0

I have an Intel 10Gbps card that has the 82599 10GbE Controller. The card has two ports in it. The datasheet of the controller says it supports PCIe 2.0 (2.5 GT/s or 5.0 GT/s)

Now, according to PCIe SIG's faq page (link: https://www.pcisig.com/news_room/faqs/pcie3.0_faq/#EQ3) says that for a 5.0 GT/s symbol rate PCIe gives an interconnect bandwidth of 4Gbps and a per lane per direction of 500MB/s)

I ran a netperf test on the card (I connected two of these cards via OFC back-to-back with no switches in-between) and the bandwidth of around 3.3Gbps (which is around 400MB/s)

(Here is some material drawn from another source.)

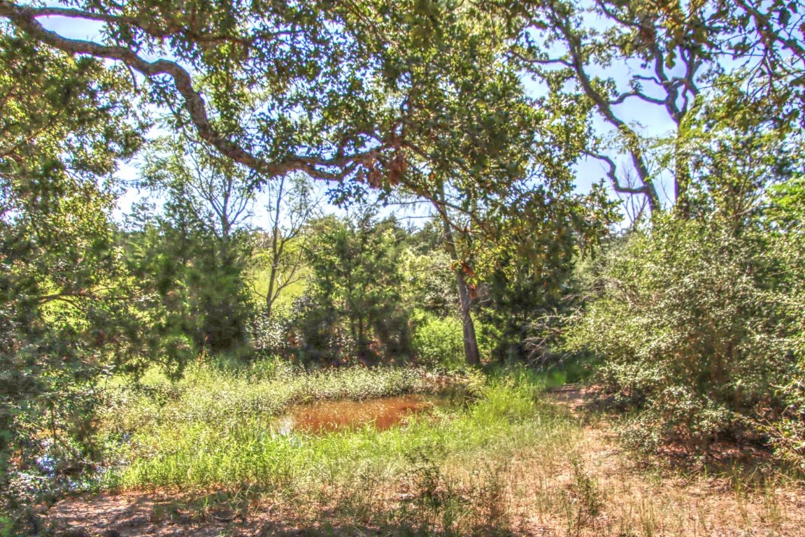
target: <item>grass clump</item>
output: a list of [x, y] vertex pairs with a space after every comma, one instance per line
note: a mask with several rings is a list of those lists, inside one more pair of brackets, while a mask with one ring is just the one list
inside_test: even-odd
[[[153, 390], [135, 401], [142, 409], [150, 398], [155, 413], [118, 447], [125, 464], [107, 473], [105, 485], [196, 495], [248, 490], [291, 506], [303, 518], [322, 522], [326, 513], [327, 523], [394, 526], [411, 535], [505, 534], [510, 461], [538, 452], [553, 456], [580, 433], [566, 412], [539, 400], [541, 386], [522, 372], [448, 379], [421, 370], [289, 374], [266, 367], [200, 366], [171, 386], [144, 379]], [[291, 402], [434, 393], [456, 383], [473, 397], [385, 431], [367, 425], [312, 434], [285, 428], [278, 417]], [[258, 411], [255, 402], [270, 411]]]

Is my card under-utilized or does those numbers add up? Why wouldn't I get a full 10Gbps on the card (and only get 3.3Gbps)

(The card is x4 on an x8 slot)

Update: The network card goes to a slot that is configured as PCIe 3.0 and its an x8 slot (it supports upto 8.0 GT/s). And as to the board itself, well its a Freescale board (Processor: T4240). So I figured that board might be ok, with the card being slower of the two.

Thanks in advance.

2
  • What motherboard are you using and in which slots exactly are cards (including the network card) located?
    – Daniel B
    Commented Sep 8, 2014 at 15:17
  • You have this 10Gbps card connected to something. What is the specifications of that hardware?
    – Ramhound
    Commented Sep 8, 2014 at 15:29

2 Answers 2

3

There are many reasons why you may not be seeing 10Gbps across the link. I can offer the following:

  • PCIe 2.0 offers an effective bandwidth of 4Gbps per lane. A PCIe 2.0 4x card in a PCIe 2.0-or-better 8x slot will have a 4x link, providing 20Gbps of effective bandwidth. This is enough to handle both links being fully saturated assuming the rest of your hardware can handle it.
  • Many general-purpose desktop and server operating systems are not configured by default to handle high-bandwidth networking.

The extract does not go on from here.